Twelve out of 31 ciprofloxacin-resistant S. typhi isolates have shown an elevated level of MIC in the range of 128-256 μg/ml. There is a substantial increase in MIC level to cefetoxime with four (n=4) isolates in the range of 256 μg/ml; the result is relatively similar in comparison with the studies conducted in China by Yu et al. [35] on S. typhimurium. Four isolates have shown MIC to ampicillin in the range 256-512 μg/ml and also we found relatively higher range of MIC to chloramphenicol of 512 μg/ml.

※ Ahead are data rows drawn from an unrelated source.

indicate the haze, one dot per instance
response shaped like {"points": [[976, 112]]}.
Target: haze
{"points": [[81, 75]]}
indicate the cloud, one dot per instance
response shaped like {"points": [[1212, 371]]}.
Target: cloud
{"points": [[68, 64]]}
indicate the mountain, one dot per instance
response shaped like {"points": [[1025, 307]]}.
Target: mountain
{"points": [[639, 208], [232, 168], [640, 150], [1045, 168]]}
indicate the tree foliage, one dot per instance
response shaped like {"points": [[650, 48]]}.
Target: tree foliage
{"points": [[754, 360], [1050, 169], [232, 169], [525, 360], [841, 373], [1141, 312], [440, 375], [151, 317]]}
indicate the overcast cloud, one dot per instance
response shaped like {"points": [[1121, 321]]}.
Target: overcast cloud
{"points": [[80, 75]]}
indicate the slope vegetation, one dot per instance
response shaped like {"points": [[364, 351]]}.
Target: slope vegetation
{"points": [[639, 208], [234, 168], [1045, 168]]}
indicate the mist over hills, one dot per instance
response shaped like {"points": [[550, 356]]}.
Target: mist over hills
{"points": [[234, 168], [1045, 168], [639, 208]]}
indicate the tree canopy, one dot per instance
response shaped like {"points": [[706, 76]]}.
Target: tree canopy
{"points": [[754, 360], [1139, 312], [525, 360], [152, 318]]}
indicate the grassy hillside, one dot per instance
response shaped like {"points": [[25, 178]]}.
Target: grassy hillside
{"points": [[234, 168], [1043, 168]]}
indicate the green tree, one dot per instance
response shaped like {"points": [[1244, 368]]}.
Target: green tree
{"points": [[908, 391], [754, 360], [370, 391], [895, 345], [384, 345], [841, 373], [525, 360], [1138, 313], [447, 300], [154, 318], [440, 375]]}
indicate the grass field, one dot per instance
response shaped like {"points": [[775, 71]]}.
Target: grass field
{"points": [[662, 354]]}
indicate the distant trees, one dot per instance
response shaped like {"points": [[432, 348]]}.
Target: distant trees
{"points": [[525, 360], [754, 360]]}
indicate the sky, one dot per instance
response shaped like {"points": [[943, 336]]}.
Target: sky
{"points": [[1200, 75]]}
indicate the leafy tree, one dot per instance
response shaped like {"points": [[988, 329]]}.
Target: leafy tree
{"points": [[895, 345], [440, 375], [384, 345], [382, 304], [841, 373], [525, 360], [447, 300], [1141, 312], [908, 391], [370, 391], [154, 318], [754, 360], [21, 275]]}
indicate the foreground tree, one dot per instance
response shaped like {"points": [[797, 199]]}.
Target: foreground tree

Phenotypic detection of ESBL production was made against cefetoxime and ceftazidime by two standard phenotypic ESBL detection methods. Among n=36 CeRST isolates, 25% (n=9) strains have shown positivity for ESBL production; remarkably, all n=9 isolates were cefetoxime-mediated ESBL producers. Prevalence of ESBL production in India is far higher in comparison to the studies conducted in Nepal (0.5%) and Poland (0.3%) (36). ESBL production in S. typhi was genotypically confirmed by PCR amplification of blaCTX-M2 and blaCTX-M9 genes with amplicon size of 884 and 692 bp, respectively. The absence blaCTX-M2 and blaCTX-M9 amplification in cefetoxime sensitive standard MTCC S. typhi 733 and S. typhi BST 63 isolate indicates the significance of blaCTX-M2 and blaCTX-M9 genes in cefetoxime mediated ESBL production. The similar studies carried out by Xie et al. also showed the significance blaCTX-M genes in cefetoxime mediated drug resistance in E. coli isolates. Ryoo et al. [21] found nearly similar product length on Klebsiella pneumonia. Earlier studies already reported the presence of blaCTX-M2 gene in S. typhimurium and S. oranienberg [36-38].

Conclusion

Our study shows that the significant increase in the level of drug resistance among S. typhi isolates to higher-generation antibiotics like cephalosporin’s and higher-generation fluoroquinolones with higher level of MIC. Emergence of ESBL in S. typhi majorly in developing countries reflects poorly on sanitary conditions, inadequate medical attention, and contamination of water and food. Antibiotic susceptibility test and ESBL detection are recommended prior to treatment.

Conflict of Interest

The authors declare of no conflict of interest in conducting this study.